ASSURED INFORMATION SECURITY, INC. — Department of Defense SBIR Phase I: HR001121S0007-02
ASSURED INFORMATION SECURITY, INC. — SBIR Phase I award from Department of Defense.
- Amount
- $224,900
- Agency
- Department of Defense · Defense Advanced Research Projects Agency
- Program / Phase
- SBIR · Phase I
- Topic
- HR001121S0007-02
- Solicitation
- HR001121S0007.I
- NAICS
- —
- Place of performance
- NY
- Period
- 2021-08-26 → 2022-06-30
Description
Team AIS proposes Model Annotation eXtension With Exploratory Label Learning (MAXWELL), an applied research effort to develop a semi-automated framework to annotate simulation models for increased utility and efficiency of model composition. MAXWELL will achieve this by combining assistive Natural Language Processing (NLP), automated model modification and behavior analysis, and a guided semi-automatic analyst annotation workflow. Simulation models may come from multiple platforms and the model assets available for analysis and information extraction may vary wildly.
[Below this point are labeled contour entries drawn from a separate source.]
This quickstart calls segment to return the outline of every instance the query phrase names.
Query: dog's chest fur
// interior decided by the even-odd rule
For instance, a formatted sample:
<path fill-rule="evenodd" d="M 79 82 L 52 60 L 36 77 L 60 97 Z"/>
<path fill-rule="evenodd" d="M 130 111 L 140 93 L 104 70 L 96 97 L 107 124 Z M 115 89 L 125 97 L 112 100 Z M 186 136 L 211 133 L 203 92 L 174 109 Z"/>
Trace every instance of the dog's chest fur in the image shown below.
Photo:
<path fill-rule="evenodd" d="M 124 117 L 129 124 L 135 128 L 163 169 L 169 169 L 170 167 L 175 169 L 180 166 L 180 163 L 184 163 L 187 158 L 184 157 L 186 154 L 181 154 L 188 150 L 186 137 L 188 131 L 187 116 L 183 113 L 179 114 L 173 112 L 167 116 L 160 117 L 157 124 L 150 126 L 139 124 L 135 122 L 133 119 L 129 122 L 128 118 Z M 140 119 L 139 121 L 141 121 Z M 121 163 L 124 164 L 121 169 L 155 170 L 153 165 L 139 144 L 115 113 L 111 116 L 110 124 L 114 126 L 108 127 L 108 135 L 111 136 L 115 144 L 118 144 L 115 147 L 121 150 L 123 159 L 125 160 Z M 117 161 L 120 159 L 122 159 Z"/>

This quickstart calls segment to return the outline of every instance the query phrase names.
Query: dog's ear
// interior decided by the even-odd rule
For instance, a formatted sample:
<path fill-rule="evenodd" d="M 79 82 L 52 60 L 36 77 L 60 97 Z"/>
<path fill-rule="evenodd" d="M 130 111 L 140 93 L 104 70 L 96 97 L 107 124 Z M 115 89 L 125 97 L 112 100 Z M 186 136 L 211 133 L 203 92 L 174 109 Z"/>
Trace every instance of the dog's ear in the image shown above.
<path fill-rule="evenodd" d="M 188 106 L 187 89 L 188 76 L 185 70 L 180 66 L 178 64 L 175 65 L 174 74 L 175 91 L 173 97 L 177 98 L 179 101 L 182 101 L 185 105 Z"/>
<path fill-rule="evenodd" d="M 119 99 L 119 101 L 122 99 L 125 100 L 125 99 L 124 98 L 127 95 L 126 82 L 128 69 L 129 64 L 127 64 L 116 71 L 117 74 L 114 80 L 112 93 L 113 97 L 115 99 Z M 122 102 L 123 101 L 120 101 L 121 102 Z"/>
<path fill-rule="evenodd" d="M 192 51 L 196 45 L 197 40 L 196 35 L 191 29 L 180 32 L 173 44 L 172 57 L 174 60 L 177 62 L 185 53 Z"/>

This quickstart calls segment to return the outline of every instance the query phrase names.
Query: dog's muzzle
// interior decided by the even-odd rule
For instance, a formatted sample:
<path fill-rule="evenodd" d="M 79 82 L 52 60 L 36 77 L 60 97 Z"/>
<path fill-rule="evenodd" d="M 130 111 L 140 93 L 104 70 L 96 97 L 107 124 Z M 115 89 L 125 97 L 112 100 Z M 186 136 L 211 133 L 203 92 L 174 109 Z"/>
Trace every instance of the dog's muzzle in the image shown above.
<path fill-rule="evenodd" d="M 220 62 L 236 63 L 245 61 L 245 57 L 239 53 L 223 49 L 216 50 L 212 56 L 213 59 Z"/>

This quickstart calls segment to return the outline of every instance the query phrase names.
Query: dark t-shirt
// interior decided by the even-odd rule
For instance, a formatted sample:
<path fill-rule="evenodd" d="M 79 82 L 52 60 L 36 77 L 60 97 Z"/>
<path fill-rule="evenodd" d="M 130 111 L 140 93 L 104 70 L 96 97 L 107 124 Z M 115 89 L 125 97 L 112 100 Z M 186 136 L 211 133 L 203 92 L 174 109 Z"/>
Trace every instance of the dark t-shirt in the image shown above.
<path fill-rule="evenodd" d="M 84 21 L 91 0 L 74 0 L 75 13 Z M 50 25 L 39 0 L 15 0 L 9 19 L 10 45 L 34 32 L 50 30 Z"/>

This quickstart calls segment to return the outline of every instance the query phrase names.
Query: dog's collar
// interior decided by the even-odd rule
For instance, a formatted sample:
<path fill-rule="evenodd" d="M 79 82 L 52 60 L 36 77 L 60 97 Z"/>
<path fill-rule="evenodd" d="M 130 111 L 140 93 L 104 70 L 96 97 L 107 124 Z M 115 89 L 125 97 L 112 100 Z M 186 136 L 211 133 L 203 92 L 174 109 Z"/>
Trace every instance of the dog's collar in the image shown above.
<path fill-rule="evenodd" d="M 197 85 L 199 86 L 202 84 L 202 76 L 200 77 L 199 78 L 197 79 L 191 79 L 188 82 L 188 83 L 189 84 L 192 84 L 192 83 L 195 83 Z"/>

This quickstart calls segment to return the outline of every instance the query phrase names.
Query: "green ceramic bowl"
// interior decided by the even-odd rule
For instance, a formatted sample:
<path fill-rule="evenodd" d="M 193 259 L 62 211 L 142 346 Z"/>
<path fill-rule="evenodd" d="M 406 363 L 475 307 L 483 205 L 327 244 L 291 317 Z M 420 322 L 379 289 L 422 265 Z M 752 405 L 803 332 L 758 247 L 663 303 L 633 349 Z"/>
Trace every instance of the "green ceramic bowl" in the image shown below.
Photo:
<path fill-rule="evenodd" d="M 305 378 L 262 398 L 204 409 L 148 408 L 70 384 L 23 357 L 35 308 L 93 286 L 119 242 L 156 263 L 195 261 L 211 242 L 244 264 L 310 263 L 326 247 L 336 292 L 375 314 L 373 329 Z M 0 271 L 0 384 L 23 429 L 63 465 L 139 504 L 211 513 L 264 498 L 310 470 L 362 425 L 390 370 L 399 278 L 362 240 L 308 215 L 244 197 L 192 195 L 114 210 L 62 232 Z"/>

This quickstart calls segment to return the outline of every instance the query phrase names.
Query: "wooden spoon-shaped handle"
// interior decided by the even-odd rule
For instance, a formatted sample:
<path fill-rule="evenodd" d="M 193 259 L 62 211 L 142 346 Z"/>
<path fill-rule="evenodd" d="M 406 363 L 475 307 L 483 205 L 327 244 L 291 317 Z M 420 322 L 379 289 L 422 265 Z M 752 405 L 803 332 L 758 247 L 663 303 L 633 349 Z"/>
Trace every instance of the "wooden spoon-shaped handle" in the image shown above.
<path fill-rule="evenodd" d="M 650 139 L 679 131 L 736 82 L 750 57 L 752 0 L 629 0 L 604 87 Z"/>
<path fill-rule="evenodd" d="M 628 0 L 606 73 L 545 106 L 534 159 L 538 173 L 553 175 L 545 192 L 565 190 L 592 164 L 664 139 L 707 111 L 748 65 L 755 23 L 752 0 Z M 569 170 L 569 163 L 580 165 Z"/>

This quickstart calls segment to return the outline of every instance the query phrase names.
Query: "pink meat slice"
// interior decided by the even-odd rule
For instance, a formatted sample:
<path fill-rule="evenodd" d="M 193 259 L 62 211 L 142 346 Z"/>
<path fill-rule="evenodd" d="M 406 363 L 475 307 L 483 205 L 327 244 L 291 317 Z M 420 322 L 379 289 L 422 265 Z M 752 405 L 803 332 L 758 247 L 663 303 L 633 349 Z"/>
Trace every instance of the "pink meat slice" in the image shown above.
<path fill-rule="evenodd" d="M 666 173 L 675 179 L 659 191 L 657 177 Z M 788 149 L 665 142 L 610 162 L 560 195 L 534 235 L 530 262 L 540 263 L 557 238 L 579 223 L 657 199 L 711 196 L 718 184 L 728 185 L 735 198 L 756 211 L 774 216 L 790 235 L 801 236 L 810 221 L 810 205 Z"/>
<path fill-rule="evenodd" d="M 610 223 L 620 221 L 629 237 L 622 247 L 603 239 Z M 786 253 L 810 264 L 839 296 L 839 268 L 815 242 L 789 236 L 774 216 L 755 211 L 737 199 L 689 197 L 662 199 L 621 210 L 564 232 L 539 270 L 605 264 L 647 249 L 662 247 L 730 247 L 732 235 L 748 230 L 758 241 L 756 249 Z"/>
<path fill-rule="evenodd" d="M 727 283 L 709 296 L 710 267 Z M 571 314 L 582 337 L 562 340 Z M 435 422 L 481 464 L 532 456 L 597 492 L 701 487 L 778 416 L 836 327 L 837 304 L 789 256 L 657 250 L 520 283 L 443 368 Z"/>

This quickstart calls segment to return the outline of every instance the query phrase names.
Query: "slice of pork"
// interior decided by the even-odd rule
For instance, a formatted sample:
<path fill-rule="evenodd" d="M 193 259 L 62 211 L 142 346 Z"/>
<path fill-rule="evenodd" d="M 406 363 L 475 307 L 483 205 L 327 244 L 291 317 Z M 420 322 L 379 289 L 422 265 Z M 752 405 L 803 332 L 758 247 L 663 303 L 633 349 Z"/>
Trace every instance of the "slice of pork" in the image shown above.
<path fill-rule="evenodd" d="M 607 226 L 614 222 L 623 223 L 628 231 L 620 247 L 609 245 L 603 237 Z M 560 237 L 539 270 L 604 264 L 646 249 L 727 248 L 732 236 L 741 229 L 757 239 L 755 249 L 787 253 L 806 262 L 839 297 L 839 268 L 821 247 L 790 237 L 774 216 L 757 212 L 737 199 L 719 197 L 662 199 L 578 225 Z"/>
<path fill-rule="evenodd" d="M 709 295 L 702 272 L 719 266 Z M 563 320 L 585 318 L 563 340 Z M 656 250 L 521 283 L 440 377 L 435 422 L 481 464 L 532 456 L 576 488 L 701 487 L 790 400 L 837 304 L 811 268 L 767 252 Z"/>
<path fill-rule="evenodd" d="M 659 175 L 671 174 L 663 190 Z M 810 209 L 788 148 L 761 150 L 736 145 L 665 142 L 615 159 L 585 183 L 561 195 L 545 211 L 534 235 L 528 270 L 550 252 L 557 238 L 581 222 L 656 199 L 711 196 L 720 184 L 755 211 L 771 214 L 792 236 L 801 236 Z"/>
MAXWELL will overcome the challenges associated with diverse information sources by structuring each model’s unique attributes into a universal model annotation formalism, allowing the analyst to use semantic queries to discover all types of models from various frameworks. This conversion will be performed via automating the extraction of information and annotation as much as possible while keeping analysts in the loop, enabling them to make additional annotations and corrections that inform automation improvements. MAXWELL will efficiently define the attributes of a model in an extensible, integrable model annotation formalism that concentrates on model aspects relevant to semantic understanding and composability while respecting security classification. These attributes will aid in identifying suitable existing models and determining required modifications and compositions to meet a simulation requirement.